Want to see a brutal chart?
But do you want to know the darkest thing about that chart? It constitutes a total value loss of eight cents.
Oh, hello, Blue Apron.
That's right, dipshits, the online recipe-in-a-box startup has finally dropped below a dollar a share less than 18 months after IPOing at $10. A decline that sharp and fast is pretty breathtaking to behold:
Who could have predicted a performance this mindbogglingly shitty from a startup that was once the apple of Silicon Alley's eye? Here's one thing from June 2017...
Blue Apron’s IPO is essentially the dogshit Frankenstein of the new IPO market; an untested company that doesn’t turn a profit, wants to keep operating like a private company, sees a ticker symbol as a Z-Round of funding, and will tank into penny stock territory after being restructured within a few quarters of public disclosures.
Despite being written smugly, and a bit coarse, that appears to have been a very intelligent analysis. Which psychic big bank analyst was it? Mark Kolanovic?
What what what?!?! That was...us? Well, that's terrifying.
While it could be argued that we've been rather hard on Blue Apron, it can now also be proven that we have been staggeringly correct. The IPO was a shitshow, the weeks that followed were brutal, the restructuring began almost immediately, then got truly bloody five months after that. Blue Apron's journey as a public company has been like the financial equivalent of The Donner Party, only slightly longer in duration and less objectively successful. Which is a shame considering [as we've said too many times already] Blue Apron is a pretty good idea that could have been turned into a solid company with time, patience and steady leadership.

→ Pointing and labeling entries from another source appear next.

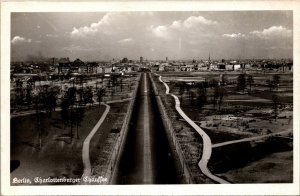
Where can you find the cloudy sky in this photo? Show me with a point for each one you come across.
(153, 35)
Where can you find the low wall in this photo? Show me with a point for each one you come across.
(185, 172)
(117, 150)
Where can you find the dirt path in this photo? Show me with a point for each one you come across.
(250, 139)
(207, 146)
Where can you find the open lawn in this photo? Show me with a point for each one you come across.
(60, 155)
(242, 114)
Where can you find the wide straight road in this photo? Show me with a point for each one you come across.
(147, 157)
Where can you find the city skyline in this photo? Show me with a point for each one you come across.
(153, 35)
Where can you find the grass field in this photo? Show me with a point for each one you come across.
(242, 114)
(60, 156)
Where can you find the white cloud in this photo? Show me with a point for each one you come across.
(19, 39)
(273, 32)
(72, 48)
(94, 27)
(234, 35)
(51, 35)
(160, 31)
(189, 25)
(193, 21)
(127, 40)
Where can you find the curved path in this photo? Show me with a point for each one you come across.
(207, 146)
(86, 144)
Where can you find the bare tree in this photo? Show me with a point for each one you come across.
(276, 103)
(250, 81)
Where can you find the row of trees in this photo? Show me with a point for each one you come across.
(219, 90)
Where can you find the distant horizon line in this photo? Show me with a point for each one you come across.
(169, 60)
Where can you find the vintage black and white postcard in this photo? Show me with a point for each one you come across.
(98, 96)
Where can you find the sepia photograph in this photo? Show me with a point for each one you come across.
(149, 97)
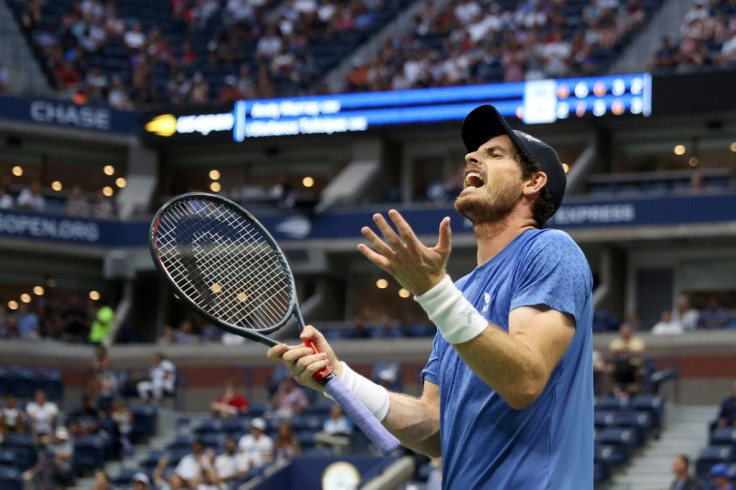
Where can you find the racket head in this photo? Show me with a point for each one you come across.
(225, 264)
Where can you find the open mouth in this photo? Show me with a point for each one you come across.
(473, 179)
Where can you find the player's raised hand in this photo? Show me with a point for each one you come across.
(301, 361)
(417, 268)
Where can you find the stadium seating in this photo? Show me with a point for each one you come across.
(219, 45)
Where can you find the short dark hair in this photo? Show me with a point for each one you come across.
(543, 207)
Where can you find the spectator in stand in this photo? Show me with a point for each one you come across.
(104, 319)
(6, 199)
(713, 316)
(184, 334)
(727, 414)
(626, 367)
(4, 78)
(231, 403)
(54, 466)
(162, 377)
(667, 325)
(75, 320)
(681, 470)
(28, 323)
(11, 417)
(230, 91)
(76, 204)
(103, 381)
(102, 480)
(256, 447)
(41, 414)
(289, 400)
(30, 198)
(140, 481)
(230, 465)
(720, 477)
(286, 446)
(195, 468)
(685, 313)
(123, 419)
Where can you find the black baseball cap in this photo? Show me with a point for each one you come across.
(485, 122)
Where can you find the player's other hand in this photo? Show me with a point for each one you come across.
(415, 266)
(302, 363)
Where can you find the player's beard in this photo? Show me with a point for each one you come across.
(490, 205)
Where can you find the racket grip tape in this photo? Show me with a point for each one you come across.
(363, 418)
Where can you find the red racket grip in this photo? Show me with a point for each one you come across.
(325, 371)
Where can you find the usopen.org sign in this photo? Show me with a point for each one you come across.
(49, 227)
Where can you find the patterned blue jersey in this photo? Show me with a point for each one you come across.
(486, 444)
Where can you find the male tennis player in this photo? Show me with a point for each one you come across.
(508, 388)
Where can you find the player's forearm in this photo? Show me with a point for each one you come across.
(415, 422)
(507, 364)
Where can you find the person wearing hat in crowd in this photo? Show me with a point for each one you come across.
(681, 470)
(508, 386)
(256, 447)
(720, 477)
(140, 481)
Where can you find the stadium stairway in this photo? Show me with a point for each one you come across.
(25, 73)
(666, 22)
(685, 432)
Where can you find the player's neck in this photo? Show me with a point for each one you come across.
(493, 237)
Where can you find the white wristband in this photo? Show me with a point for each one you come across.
(374, 397)
(455, 317)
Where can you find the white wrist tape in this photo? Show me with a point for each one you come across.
(455, 317)
(374, 397)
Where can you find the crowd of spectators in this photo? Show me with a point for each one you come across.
(481, 41)
(65, 318)
(707, 39)
(194, 52)
(77, 203)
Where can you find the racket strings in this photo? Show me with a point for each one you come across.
(224, 264)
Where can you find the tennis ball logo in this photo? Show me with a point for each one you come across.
(163, 125)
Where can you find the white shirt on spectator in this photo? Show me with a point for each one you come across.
(257, 452)
(667, 328)
(689, 320)
(34, 202)
(42, 416)
(269, 45)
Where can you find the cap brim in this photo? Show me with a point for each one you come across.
(482, 124)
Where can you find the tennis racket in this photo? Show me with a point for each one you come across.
(227, 266)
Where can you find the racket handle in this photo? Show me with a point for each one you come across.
(359, 414)
(325, 371)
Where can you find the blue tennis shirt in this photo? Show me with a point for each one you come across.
(486, 444)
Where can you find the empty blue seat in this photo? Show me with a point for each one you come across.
(89, 452)
(144, 421)
(711, 455)
(10, 478)
(653, 404)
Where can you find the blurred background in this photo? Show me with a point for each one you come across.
(315, 114)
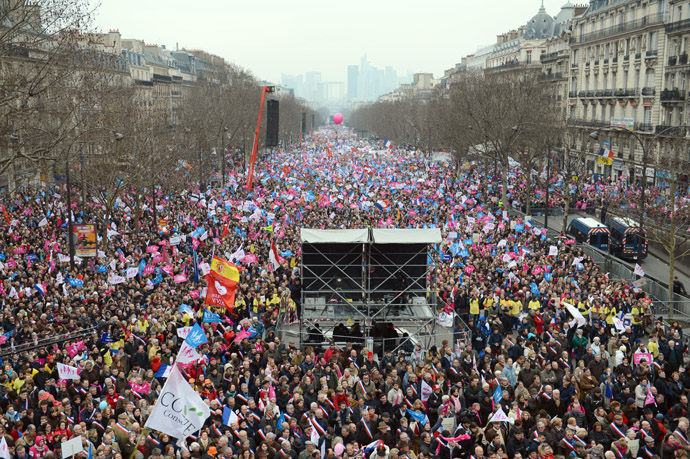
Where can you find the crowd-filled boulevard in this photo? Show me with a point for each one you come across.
(161, 338)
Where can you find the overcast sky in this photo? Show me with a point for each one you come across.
(271, 37)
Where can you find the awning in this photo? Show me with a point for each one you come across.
(407, 236)
(349, 236)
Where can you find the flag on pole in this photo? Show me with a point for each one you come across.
(426, 391)
(500, 416)
(179, 411)
(273, 256)
(638, 270)
(605, 154)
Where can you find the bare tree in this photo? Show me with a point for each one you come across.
(39, 44)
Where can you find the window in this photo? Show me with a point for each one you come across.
(653, 41)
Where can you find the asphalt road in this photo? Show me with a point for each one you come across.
(655, 265)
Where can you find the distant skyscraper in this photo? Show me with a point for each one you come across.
(294, 82)
(312, 88)
(352, 82)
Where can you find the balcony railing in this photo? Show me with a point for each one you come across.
(678, 26)
(671, 131)
(620, 28)
(672, 95)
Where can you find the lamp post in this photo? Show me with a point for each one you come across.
(593, 135)
(222, 157)
(646, 151)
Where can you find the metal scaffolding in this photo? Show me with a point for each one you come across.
(378, 281)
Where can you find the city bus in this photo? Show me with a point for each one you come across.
(627, 240)
(587, 230)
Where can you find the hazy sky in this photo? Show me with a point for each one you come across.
(271, 37)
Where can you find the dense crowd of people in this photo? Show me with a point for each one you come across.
(548, 351)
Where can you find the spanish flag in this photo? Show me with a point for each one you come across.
(225, 271)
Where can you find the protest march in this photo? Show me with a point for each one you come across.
(164, 341)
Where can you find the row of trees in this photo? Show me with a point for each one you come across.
(68, 106)
(506, 119)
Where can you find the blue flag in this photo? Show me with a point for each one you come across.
(196, 336)
(498, 394)
(417, 416)
(211, 318)
(161, 371)
(196, 267)
(609, 393)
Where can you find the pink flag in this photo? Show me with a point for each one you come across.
(140, 388)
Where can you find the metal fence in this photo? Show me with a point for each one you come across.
(654, 288)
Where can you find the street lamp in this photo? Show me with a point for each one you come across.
(646, 151)
(70, 223)
(593, 135)
(222, 157)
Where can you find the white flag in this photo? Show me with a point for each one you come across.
(179, 411)
(500, 416)
(205, 268)
(187, 355)
(67, 372)
(638, 270)
(579, 318)
(4, 450)
(114, 280)
(426, 391)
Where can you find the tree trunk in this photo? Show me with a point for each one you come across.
(528, 193)
(504, 183)
(671, 249)
(566, 209)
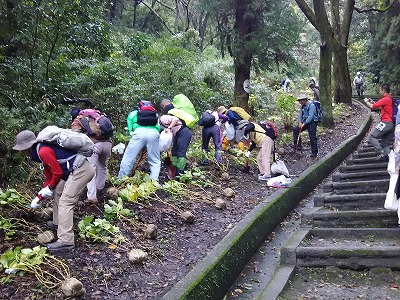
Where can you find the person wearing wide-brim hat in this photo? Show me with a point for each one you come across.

Being publicly-traded made the first two impossible and proved the last one was never really an option.
But the most distressing thing about APRN being worth almost nothing so quickly is that we were so right about it. Let's be honest, this website is hardly known for its brilliant equities analysis, and while we're good at cursing, we're not bursting with actionable investment ideas. Simply put, we're clowns...and even we saw that Blue Apron was a disaster waiting to happen.
We've spent our last few weeks watching everyone start to get a little panicky about whether or not the stock market and the greater economy are showing signs of deflating from an unnatural state of craven optimism. We'll just say this, The Blue Apron IPO was underwritten by big banks, listed on a real exchange and bought by actual people, all while the guy who wrote this stood on the sidelines yelling bullshit and being somehow correct.
Welcome to The Blue Apron Recession.